As a result of an unparalleled cooperative response to the problem of health care waste, fraud and abuse by the Congress, the Administration, the healthcare community, and senior advocacy groups, we have been able to identify, expose and respond to the problem more completely and accurately than before. It is bigger, more sophisticated, and more formidable than many may have imagined. Twenty years ago, Medicare expended $22 billion, and we were primarily investigating single-subject cases. Back then a million dollar case was considered rather large. Currently, program outlays exceed $200 billion, and multiple-subject cases are commonplace. We see millions of dollars stolen in a single scheme. With today\'s technology, fraudulent providers can bill the system electronically, make quick hits for large amounts of money, and move on before they are detected.

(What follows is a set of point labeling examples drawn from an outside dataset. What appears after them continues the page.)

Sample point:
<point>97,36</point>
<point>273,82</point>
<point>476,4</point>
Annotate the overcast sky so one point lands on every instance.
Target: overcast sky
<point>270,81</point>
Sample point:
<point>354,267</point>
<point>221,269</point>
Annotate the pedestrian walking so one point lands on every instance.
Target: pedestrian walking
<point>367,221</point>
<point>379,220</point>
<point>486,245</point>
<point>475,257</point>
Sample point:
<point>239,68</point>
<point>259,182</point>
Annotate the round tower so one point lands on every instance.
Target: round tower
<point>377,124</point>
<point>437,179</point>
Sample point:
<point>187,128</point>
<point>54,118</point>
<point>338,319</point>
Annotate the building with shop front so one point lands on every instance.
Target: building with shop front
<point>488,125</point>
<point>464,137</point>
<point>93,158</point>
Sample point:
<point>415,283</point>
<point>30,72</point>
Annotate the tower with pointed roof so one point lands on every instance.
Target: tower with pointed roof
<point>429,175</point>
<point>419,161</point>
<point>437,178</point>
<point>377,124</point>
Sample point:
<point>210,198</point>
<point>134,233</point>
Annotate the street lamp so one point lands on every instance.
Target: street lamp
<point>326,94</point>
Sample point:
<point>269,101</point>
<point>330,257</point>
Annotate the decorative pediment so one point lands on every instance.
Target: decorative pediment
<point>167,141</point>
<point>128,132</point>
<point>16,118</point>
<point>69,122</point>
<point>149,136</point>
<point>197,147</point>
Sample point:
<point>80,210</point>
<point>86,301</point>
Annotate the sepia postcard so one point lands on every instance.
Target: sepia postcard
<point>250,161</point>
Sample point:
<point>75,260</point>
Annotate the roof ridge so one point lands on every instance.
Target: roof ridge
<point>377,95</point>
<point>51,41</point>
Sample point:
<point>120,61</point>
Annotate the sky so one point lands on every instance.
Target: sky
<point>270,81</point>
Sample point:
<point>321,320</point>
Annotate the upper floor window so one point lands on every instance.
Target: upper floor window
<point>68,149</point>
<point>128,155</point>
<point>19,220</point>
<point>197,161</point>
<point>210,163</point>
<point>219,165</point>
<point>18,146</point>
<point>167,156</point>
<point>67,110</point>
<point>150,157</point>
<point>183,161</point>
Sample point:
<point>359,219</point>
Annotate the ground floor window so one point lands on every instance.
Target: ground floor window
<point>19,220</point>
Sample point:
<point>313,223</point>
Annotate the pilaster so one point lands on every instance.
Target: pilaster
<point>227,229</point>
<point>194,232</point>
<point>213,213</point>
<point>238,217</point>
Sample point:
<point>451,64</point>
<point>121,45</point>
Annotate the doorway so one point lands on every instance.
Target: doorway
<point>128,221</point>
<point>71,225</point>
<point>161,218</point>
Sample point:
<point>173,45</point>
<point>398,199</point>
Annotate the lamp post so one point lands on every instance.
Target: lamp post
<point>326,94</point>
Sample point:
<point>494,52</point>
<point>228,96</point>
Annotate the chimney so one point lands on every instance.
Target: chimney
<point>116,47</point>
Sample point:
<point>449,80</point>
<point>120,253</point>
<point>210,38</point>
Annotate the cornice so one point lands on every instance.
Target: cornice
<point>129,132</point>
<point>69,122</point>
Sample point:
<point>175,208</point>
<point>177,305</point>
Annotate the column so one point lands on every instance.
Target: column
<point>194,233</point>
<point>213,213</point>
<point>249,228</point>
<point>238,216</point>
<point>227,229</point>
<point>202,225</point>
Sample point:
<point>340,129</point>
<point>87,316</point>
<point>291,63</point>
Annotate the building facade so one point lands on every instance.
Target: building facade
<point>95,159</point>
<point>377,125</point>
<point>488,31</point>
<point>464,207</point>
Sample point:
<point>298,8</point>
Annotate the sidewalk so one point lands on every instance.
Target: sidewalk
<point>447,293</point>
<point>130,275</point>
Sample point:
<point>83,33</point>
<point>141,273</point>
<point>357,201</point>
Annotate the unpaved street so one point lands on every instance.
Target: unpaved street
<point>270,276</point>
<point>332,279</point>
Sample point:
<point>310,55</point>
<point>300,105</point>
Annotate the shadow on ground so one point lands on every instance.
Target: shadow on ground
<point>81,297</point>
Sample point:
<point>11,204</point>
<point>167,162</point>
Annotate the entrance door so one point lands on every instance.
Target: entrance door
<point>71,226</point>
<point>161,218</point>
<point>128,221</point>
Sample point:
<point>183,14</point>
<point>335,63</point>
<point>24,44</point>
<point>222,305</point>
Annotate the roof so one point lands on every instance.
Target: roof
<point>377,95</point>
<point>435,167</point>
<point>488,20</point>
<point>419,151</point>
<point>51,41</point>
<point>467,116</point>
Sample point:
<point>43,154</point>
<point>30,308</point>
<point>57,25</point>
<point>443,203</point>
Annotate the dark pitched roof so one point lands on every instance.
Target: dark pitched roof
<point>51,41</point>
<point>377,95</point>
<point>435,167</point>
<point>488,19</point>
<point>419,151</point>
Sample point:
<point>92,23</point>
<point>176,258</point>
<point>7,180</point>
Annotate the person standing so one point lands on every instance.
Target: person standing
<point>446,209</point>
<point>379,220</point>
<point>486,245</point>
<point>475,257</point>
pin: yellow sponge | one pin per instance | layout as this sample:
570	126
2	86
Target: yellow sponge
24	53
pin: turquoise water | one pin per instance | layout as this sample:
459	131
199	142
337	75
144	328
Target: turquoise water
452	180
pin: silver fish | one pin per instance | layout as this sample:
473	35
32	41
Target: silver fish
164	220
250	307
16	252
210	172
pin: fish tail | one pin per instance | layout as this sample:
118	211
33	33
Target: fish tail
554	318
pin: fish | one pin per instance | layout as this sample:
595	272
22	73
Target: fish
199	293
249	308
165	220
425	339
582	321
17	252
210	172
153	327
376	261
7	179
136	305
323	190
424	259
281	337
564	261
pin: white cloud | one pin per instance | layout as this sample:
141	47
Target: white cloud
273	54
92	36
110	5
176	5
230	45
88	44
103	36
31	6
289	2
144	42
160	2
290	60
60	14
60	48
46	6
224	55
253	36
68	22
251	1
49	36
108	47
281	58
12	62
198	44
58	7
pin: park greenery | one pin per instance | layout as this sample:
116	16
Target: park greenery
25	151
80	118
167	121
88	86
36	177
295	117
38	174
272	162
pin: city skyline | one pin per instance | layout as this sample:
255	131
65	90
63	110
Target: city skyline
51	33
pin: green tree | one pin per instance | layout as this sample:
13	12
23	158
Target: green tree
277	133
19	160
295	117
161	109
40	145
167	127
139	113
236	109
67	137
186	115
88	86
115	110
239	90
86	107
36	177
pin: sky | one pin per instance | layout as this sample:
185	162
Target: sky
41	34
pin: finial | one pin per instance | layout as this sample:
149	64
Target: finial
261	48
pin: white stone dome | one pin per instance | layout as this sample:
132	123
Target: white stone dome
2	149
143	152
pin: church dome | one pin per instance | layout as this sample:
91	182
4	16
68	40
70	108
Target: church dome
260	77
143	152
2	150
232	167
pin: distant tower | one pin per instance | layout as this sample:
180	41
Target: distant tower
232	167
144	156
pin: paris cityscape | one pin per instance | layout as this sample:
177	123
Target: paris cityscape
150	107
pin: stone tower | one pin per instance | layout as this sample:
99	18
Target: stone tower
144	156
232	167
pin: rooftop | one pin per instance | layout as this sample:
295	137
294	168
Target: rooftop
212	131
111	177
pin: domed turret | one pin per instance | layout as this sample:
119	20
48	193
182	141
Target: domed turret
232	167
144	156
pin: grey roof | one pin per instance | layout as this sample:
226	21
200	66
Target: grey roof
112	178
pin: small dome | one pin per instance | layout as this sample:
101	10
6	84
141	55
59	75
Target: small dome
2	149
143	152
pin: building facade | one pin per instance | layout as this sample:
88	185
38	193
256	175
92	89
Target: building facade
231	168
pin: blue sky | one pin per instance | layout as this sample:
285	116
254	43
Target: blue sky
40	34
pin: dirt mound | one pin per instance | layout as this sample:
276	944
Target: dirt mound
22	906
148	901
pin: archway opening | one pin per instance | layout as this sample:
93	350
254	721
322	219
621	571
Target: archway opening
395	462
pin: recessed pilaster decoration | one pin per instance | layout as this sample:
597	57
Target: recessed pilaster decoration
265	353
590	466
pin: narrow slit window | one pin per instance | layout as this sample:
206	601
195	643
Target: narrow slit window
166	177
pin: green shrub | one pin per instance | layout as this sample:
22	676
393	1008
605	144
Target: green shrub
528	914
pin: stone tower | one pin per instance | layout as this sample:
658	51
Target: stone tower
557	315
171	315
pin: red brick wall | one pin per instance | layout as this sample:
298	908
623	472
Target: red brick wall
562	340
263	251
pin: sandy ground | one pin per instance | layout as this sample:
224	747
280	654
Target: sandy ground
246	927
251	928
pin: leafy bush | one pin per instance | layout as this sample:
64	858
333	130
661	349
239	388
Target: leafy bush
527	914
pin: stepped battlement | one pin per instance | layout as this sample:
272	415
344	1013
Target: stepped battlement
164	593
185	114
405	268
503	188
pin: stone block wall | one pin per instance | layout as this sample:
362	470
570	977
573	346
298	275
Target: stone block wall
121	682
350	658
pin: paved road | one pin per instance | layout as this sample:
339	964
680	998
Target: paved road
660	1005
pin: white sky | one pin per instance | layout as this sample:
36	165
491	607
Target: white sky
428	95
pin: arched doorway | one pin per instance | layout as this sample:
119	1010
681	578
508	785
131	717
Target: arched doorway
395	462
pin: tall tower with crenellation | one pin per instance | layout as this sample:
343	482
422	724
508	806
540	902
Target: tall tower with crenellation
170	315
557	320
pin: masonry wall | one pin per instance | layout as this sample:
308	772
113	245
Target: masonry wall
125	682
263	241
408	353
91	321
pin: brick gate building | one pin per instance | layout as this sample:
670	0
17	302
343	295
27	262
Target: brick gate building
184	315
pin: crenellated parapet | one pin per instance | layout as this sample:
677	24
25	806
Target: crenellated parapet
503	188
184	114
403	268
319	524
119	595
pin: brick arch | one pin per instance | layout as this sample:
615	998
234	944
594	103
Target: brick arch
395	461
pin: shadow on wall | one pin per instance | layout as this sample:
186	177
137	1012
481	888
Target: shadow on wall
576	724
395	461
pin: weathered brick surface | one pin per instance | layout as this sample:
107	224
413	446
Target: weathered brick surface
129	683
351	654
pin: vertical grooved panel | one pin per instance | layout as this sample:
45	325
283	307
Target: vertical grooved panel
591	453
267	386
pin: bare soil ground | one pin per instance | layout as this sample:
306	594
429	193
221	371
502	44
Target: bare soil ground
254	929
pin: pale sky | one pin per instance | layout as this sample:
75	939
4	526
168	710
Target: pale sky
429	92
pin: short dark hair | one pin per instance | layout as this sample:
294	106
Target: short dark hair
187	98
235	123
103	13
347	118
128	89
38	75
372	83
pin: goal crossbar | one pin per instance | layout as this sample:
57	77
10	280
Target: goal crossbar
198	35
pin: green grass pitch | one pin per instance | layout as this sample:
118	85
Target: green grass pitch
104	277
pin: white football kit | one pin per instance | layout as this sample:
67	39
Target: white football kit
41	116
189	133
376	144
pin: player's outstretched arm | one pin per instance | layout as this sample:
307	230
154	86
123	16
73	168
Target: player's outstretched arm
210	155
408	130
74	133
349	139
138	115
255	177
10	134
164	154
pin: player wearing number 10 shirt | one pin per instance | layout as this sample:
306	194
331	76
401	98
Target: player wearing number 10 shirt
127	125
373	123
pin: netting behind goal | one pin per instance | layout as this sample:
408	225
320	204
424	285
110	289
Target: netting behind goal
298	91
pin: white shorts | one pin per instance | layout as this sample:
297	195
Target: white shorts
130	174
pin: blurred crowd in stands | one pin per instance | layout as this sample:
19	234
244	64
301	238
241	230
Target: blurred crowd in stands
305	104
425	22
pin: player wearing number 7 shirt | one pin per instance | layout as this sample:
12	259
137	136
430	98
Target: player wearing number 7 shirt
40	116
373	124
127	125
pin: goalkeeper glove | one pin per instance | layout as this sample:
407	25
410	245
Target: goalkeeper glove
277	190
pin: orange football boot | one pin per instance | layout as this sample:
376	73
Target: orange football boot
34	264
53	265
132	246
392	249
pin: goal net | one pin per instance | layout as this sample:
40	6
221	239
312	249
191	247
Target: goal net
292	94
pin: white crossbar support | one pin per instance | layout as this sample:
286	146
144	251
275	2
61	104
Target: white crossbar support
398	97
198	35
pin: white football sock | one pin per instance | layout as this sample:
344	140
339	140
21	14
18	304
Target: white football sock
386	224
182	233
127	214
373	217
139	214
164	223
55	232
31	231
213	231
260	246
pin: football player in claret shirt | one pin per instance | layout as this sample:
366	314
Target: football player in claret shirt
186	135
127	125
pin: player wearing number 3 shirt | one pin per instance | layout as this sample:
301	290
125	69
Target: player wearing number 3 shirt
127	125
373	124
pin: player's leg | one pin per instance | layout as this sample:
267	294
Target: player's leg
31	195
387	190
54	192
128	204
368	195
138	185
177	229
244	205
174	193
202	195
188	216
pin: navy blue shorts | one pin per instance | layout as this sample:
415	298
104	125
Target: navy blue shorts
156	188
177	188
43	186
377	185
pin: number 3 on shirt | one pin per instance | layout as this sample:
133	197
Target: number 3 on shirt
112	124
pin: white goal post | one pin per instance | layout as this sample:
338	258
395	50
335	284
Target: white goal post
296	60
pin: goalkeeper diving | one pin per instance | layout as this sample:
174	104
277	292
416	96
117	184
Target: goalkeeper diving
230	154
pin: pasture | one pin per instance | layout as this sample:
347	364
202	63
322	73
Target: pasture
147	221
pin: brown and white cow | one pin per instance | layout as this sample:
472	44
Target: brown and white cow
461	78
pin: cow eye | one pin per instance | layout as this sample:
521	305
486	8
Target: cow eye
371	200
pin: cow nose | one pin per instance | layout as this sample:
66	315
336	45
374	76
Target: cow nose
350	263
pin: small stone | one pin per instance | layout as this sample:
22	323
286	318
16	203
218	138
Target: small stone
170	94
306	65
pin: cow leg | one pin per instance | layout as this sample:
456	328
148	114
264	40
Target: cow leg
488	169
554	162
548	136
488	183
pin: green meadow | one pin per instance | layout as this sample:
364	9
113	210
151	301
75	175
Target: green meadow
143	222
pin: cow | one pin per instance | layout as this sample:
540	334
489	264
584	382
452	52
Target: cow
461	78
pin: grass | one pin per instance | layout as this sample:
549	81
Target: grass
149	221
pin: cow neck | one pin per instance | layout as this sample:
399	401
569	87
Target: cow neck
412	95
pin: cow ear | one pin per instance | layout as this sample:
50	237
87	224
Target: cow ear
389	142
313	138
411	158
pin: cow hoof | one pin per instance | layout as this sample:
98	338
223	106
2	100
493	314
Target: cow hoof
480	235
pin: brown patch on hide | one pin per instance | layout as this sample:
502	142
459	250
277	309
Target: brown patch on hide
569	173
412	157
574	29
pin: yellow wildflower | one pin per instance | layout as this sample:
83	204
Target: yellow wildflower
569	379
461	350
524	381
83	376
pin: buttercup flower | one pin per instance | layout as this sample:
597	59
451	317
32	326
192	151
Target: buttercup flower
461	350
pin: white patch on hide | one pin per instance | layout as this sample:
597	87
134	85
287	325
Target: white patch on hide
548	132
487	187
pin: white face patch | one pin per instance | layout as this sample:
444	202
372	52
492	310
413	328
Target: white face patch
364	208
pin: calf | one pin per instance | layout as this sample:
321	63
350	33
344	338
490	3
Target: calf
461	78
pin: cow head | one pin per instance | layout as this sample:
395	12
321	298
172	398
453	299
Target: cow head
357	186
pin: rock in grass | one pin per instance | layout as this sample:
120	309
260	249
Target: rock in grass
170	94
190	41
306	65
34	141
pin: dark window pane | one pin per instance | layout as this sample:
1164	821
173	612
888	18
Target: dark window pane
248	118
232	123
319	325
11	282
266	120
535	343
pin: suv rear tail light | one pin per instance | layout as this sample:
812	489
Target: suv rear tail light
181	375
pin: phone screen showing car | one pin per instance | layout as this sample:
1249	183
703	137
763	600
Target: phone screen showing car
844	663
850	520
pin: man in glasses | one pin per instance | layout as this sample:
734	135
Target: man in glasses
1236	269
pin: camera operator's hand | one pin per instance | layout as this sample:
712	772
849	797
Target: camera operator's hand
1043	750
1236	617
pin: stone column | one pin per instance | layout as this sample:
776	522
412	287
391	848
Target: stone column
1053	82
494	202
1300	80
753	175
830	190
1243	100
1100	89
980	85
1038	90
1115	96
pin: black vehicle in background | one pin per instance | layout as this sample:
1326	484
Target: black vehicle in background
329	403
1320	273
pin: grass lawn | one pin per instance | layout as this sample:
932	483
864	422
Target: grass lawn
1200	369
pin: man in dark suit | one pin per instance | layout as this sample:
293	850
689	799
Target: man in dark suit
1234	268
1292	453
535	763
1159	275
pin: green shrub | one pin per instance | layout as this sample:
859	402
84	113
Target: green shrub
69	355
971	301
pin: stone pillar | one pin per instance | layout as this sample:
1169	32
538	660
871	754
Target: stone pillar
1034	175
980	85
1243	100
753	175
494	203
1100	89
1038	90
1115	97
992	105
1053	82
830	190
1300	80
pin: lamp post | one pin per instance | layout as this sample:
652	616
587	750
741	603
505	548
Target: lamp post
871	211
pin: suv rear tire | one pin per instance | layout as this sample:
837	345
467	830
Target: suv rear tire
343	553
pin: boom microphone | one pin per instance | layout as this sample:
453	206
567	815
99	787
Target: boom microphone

In addition to the change in the nature of health care fraud, we have also noticed a change in the individuals committing health care fraud. In the past, most of our investigations involved individuals with a legitimate reason for being in the health care system, but who misused their positions to fraudulently bill Medicare due to greed. In recent years, we have begun investigating an increasing number of criminals with no medical background, merely in the program to make large amounts of money illegally. Today\'s criminals know where the money is and how to get it. They also know where the radar is and how to fly under it, undetected.

Because we have better tools, and are better organized than in the past, we continue to have successes and are confident of favorable outcomes on several fronts. However, we must temper our optimism and remain vigilant. Due to the complexity of the Medicare program and the tremendous number of dollars flowing through the program, there will always be those who will continue to seek loopholes and look for ways to siphon those dollars earmarked for maintaining and improving the health of the elderly and disabled in this country.


The Office of Inspector General (OIG) was created in 1976 and is statutorily charged with protecting the integrity of our Department\'s programs, as well as promoting their economy, efficiency and effectiveness. The OIG meets this statutory mandate through a comprehensive program of audits, program evaluations, and investigations designed to improve the management of the department and to protect its programs and beneficiaries from fraud, waste and abuse. Our role is to detect and prevent waste, fraud and abuse, and to ensure that beneficiaries receive high quality, necessary services, at appropriate payment levels.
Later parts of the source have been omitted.